Garcia's § 1983 conspiracy claim alleges that Defendants conspired to falsely arrest him. To survive summary judgment, a conspiracy plaintiff must adduce evidence showing: "(1) [the existence of] an express or implied agreement among defendants to deprive plaintiff of his . constitutional rights and (2) actual deprivations of those rights in the form of overt acts in furtherance of the agreement." Scherer v. Balkema, 840 F.2d 437, 442 (7th Cir. 1988); see also Horan v. City of Chi., 2010 WL 2836729, at *7 (N.D. Ill. July 16, 2010); Wells v. City of Chi., 2009 WL 528307, at *7 (N.D. Ill. Feb. 25, 2009). It is necessary to discuss only the first element-an express or implied agreement among Defendants.

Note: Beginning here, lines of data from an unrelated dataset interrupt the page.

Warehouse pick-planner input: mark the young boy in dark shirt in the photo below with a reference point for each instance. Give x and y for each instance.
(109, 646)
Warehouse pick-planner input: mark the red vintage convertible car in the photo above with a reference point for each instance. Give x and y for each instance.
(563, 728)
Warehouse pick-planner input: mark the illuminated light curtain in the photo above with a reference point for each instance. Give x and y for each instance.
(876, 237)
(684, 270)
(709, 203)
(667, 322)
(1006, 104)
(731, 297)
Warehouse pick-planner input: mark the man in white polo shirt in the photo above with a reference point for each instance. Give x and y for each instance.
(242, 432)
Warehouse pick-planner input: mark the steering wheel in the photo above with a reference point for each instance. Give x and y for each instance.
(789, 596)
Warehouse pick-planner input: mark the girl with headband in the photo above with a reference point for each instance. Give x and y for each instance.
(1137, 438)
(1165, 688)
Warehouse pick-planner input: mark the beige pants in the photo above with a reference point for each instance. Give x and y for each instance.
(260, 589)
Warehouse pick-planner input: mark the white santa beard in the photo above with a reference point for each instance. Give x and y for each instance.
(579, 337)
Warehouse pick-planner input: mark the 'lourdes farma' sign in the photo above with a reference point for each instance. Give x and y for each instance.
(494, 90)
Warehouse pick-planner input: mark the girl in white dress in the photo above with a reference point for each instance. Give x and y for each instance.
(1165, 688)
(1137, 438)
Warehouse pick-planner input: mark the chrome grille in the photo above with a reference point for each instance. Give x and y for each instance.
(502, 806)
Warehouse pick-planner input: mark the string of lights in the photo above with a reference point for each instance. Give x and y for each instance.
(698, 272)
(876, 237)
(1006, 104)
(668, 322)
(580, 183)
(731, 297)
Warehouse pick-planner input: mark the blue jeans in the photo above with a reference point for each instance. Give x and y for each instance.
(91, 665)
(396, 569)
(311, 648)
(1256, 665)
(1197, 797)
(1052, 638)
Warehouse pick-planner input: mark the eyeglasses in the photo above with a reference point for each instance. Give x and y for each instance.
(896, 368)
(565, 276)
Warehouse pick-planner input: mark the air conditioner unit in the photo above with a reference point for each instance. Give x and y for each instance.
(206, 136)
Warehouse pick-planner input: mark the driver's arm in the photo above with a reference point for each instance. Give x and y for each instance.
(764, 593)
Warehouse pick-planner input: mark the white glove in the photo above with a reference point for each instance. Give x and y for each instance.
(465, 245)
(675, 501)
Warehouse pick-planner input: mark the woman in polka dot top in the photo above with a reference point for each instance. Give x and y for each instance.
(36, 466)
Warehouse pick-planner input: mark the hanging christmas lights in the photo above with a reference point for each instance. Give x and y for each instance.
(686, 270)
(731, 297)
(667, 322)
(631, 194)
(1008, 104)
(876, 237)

A plaintiff "may demonstrate that Defendants reached an agreement by establishing that Defendants [understood] the general objectives of the scheme, accept[ed] them, and agree[d], either explicitly or implicitly, to do [their] part to further them." Kelly v. Chambers, 2009 WL 765267, at *3 (N.D. Ill. Mar. 23, 2009) (alterations in original) (quoting Jones v. City of Chi., 856 F.2d 985, 992 (7th Cir. 1988)) (internal quotation marks omitted). If the alleged agreement was not overt, the plaintiff must point to acts that are "sufficient to raise the inference of mutual understanding (i.e., the acts performed by the members of a conspiracy are unlikely to have been undertaken without an agreement)." Amundsen v. Chi. Park Dist., 218 F.3d 712, 718 (7th Cir. 2000) (quoting Kunik v. Racine Cnty., Wis., 946 F.2d 1574, 1580-81 (7th Cir. 1991)) (internal quotation marks omitted). "Although a conspiracy certainly may be established by circumstantial evidence, . such evidence cannot be speculative," Williams v. Seniff, 342 F.3d 774, 785 (7th Cir. 2003), and "a conspiracy claim cannot survive summary judgment if the allegations are vague, conclusionary and include no overt acts reasonably related to the promotion of the alleged conspiracy." Amundsen, 218 F.3d at 718 (internal quotation marks omitted). Pertinent here, "the existence of numerous phone calls between alleged conspirators, standing alone, merely proves that [the individuals] remained in contact . . To assert that the calls are evidence of a conspiracy is simply speculation." Williams, 342 F.3d at 785 (alterations in original) (quoting Goetzke v. Ferro Corp., 280 F.3d 766, 778 (7th Cir. 2002)) (internal quotation marks omitted).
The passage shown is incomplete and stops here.